Aim: To study the impact of various clinical parameters on the incidence of debonding of lingual brackets customized with composite base and compare it with the results of an in-vitro study on bond strength evaluation.

Method: An in-vitro study was conducted to evaluate the bond strength and site of bond failure of composite modified bracket base, bonded to lingual surface with different thickness of composite pad i.e 1mm, 2mm and 3mm on 200 healthy premolar teeth (extracted for orthodontic reasons).

Clinical data of 231 lingual orthodontic cases with composite modified bracket base were tabulated sequentially as per the day of bonding and the incidence of debonding in relation to various clinical parameters like composite pad thickness, site of debonding, occlusal bite block and facial pattern was studied.

Findings of both the studies were amalgamated to derive various clinical inferences.

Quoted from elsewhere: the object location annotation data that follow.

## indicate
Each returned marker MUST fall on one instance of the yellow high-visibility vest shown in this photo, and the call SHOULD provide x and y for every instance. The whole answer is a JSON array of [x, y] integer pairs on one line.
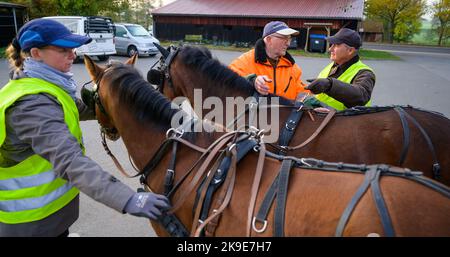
[[30, 190], [346, 77]]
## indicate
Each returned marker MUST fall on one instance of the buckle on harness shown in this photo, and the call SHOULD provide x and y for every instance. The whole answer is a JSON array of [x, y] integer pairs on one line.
[[261, 229], [290, 125]]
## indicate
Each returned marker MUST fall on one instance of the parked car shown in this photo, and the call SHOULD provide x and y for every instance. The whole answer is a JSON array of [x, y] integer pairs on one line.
[[100, 29], [133, 38]]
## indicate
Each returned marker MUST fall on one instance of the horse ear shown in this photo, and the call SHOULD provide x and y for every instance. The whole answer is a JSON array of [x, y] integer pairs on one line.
[[164, 52], [93, 69], [132, 60]]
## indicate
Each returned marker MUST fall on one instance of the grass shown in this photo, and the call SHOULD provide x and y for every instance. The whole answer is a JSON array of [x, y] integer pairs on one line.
[[365, 54]]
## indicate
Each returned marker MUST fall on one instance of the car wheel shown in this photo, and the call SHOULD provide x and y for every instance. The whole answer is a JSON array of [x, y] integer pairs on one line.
[[131, 51], [103, 58]]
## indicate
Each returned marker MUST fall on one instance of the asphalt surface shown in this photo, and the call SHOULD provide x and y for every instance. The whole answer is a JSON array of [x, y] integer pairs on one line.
[[419, 79]]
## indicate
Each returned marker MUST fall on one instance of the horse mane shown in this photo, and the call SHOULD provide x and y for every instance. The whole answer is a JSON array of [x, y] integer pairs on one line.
[[200, 60], [146, 103], [358, 110]]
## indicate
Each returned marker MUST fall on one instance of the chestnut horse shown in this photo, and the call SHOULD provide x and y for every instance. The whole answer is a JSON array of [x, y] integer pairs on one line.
[[363, 135], [317, 198]]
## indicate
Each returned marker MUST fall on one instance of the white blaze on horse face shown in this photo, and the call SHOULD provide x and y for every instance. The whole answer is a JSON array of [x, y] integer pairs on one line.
[[216, 114]]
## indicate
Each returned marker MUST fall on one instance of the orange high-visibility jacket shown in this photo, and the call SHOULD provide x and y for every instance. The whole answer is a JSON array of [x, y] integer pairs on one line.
[[286, 77]]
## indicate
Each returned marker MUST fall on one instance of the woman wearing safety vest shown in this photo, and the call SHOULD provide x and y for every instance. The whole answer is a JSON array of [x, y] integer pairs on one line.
[[42, 160], [346, 82]]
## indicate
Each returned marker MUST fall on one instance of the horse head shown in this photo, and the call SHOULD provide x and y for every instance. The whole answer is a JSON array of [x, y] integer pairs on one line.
[[92, 97]]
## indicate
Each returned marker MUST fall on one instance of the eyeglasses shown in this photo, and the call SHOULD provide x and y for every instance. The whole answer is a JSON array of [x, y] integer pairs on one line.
[[65, 51], [285, 38]]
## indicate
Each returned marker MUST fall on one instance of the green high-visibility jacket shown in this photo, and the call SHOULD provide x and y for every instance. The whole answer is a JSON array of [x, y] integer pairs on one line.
[[31, 190], [346, 77]]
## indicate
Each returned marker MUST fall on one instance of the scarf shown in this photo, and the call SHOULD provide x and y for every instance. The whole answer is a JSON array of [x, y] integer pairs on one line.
[[40, 70]]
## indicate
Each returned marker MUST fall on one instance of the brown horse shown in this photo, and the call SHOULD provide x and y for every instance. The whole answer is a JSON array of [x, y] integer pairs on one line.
[[365, 135], [319, 201]]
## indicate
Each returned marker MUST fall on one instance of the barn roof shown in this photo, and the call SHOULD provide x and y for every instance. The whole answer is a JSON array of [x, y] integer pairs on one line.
[[312, 9]]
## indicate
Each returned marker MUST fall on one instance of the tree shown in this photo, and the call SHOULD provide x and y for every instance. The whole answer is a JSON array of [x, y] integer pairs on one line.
[[401, 18], [38, 8], [41, 8], [441, 14]]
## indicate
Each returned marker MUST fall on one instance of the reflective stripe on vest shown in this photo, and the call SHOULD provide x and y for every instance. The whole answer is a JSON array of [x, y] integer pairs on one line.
[[30, 190], [346, 77]]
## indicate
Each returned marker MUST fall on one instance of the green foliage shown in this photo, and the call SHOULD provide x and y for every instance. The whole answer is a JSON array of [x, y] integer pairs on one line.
[[2, 52], [441, 20], [401, 18]]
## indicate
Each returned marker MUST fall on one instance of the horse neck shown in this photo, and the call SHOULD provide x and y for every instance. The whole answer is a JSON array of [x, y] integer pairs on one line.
[[209, 88]]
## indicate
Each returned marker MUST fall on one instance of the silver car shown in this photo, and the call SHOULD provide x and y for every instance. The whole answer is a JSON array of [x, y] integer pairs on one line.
[[133, 38]]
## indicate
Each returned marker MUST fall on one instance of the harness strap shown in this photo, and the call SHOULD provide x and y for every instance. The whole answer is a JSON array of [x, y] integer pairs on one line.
[[278, 189], [242, 149], [406, 134], [170, 173], [371, 178], [203, 193], [217, 147], [261, 216], [289, 128], [380, 204], [436, 166], [280, 208], [255, 187], [318, 130], [170, 222]]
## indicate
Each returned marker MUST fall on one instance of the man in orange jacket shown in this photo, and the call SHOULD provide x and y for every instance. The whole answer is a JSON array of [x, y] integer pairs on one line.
[[269, 66]]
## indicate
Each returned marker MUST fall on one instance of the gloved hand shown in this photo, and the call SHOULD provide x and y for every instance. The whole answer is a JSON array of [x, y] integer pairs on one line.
[[320, 85], [147, 205]]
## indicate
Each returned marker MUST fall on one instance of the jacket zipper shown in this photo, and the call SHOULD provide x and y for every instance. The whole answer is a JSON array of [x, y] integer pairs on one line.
[[274, 80], [289, 83]]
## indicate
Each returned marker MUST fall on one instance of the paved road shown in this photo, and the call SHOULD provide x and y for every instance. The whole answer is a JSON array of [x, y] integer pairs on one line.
[[407, 48], [421, 80]]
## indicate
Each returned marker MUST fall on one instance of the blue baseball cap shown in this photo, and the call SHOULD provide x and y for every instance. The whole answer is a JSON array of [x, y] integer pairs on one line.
[[43, 32], [278, 27]]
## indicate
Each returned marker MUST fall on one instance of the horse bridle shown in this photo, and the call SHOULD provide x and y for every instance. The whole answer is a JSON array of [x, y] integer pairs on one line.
[[164, 68], [92, 98]]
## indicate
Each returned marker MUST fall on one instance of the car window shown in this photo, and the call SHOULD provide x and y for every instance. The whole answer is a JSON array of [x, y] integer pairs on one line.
[[120, 31], [137, 31]]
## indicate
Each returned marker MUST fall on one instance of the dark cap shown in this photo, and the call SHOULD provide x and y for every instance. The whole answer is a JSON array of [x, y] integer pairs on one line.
[[278, 27], [43, 32], [346, 36]]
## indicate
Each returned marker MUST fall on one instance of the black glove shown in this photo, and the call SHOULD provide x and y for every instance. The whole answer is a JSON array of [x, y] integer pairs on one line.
[[320, 86], [147, 205]]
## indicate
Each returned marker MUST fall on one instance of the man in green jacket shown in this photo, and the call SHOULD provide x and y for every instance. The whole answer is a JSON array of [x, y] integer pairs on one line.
[[346, 82]]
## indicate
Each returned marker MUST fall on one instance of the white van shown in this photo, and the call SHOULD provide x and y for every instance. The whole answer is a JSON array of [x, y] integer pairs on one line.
[[133, 38], [100, 29]]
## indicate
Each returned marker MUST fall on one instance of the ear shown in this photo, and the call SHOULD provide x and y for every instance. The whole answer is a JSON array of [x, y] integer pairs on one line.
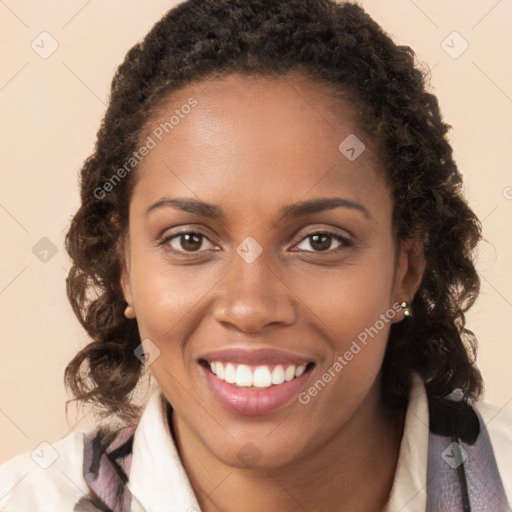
[[123, 253], [410, 269]]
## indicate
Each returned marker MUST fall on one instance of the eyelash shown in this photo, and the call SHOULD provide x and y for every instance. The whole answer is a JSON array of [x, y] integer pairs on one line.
[[346, 243]]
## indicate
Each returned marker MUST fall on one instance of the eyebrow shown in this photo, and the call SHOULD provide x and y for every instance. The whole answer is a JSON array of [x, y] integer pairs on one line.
[[294, 210]]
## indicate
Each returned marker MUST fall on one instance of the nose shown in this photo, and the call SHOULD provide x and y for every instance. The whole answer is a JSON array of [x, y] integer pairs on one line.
[[252, 296]]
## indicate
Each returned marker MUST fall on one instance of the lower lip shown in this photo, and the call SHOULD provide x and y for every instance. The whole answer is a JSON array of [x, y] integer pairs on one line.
[[253, 401]]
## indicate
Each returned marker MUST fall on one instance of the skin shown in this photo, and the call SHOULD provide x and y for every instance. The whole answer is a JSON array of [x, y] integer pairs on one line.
[[251, 146]]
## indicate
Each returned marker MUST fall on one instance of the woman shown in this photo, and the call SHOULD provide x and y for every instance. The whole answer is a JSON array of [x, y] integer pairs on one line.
[[272, 223]]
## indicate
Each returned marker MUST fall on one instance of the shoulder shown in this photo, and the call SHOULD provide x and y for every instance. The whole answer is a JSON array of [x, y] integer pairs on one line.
[[48, 478], [498, 422]]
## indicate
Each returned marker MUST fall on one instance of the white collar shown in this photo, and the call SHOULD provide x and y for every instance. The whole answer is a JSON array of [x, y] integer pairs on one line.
[[158, 480]]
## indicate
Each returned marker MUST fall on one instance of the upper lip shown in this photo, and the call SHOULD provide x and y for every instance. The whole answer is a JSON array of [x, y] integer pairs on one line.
[[255, 356]]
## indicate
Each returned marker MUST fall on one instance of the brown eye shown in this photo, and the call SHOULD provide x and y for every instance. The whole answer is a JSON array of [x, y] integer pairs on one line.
[[321, 242], [188, 241]]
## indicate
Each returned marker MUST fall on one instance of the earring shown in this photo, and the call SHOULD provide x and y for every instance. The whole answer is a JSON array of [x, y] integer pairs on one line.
[[407, 310], [129, 312]]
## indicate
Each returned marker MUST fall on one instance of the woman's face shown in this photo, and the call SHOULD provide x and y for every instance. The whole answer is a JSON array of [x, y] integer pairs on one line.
[[277, 264]]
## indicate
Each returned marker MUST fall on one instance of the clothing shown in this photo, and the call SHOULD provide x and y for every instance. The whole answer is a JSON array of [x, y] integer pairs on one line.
[[158, 481]]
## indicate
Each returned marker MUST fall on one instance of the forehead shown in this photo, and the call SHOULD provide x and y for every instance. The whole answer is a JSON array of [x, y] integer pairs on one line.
[[266, 140]]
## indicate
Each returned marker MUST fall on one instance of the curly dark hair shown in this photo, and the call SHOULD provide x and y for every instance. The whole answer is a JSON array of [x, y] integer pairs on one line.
[[337, 45]]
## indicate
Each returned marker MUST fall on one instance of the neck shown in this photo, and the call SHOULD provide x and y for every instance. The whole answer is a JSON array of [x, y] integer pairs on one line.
[[353, 471]]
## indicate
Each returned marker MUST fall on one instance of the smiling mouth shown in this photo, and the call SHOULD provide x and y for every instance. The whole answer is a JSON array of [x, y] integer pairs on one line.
[[255, 376]]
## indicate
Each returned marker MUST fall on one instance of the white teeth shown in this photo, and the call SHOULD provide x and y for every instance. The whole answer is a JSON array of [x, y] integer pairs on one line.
[[243, 376], [260, 376], [230, 374], [220, 370], [289, 373], [278, 375], [300, 370]]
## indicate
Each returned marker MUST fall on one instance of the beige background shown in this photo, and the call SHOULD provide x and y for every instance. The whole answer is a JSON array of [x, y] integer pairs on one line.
[[51, 109]]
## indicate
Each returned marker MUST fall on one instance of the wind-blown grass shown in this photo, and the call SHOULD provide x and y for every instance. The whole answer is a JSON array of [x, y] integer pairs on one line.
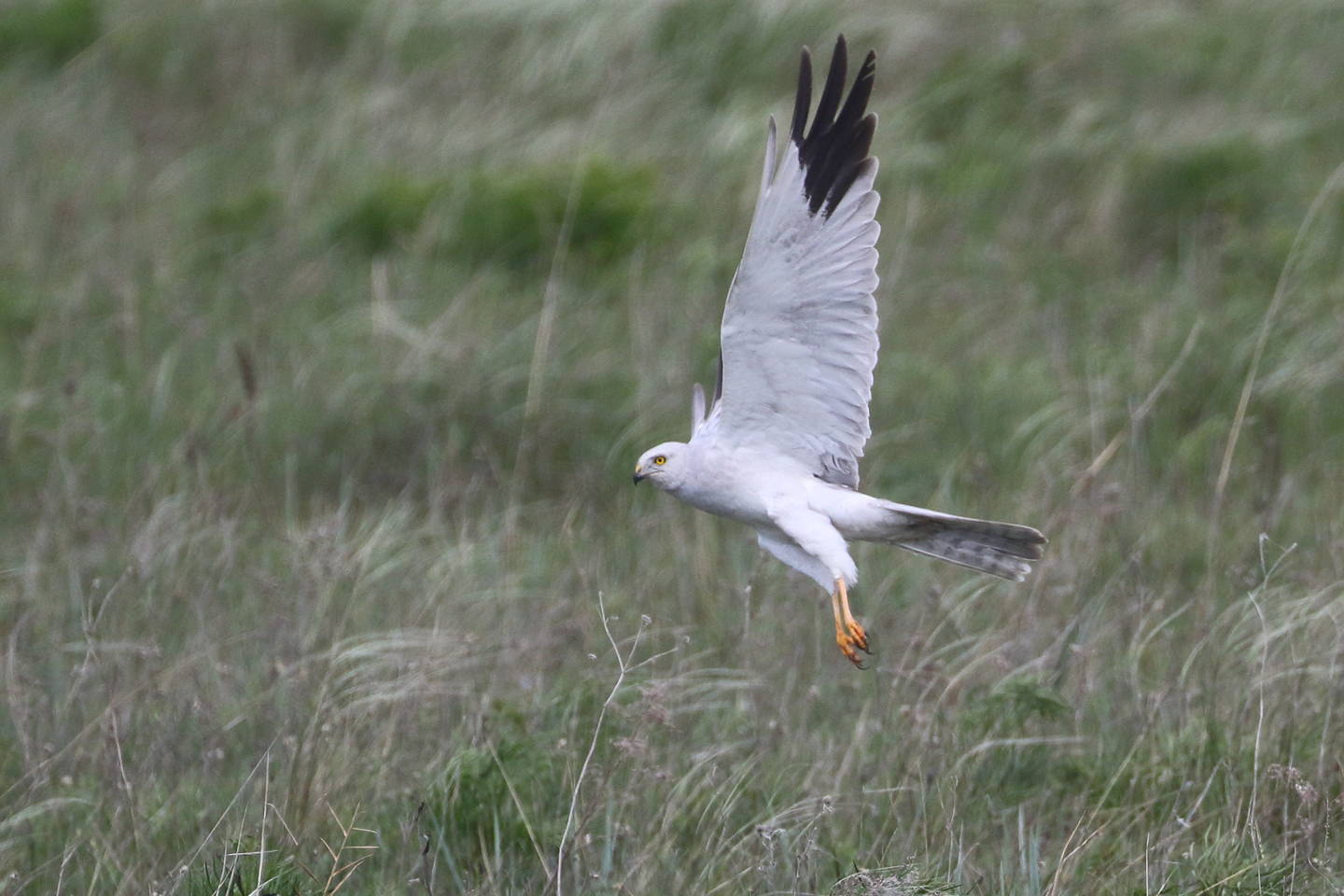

Result: Findings of the in-vitro study showed that the bond strength and the site of bond failure were different for different thickness of composite pad base but these findings did not match with the pattern of debonding in the clinical study.  In the clinical study site of bonding, occlusal bite blocks and facial pattern had a significantly more influence than the thickness of composite base. 

Conclusion:

  1. The incidence of clinical bracket debonding is more in the posterior teeth region than anteriors, irrespective of the composite base thickness.
  2. As occlusal bite block influence the incidence of debonding significantly, their design and handling is an important clinical step during lingual bonding.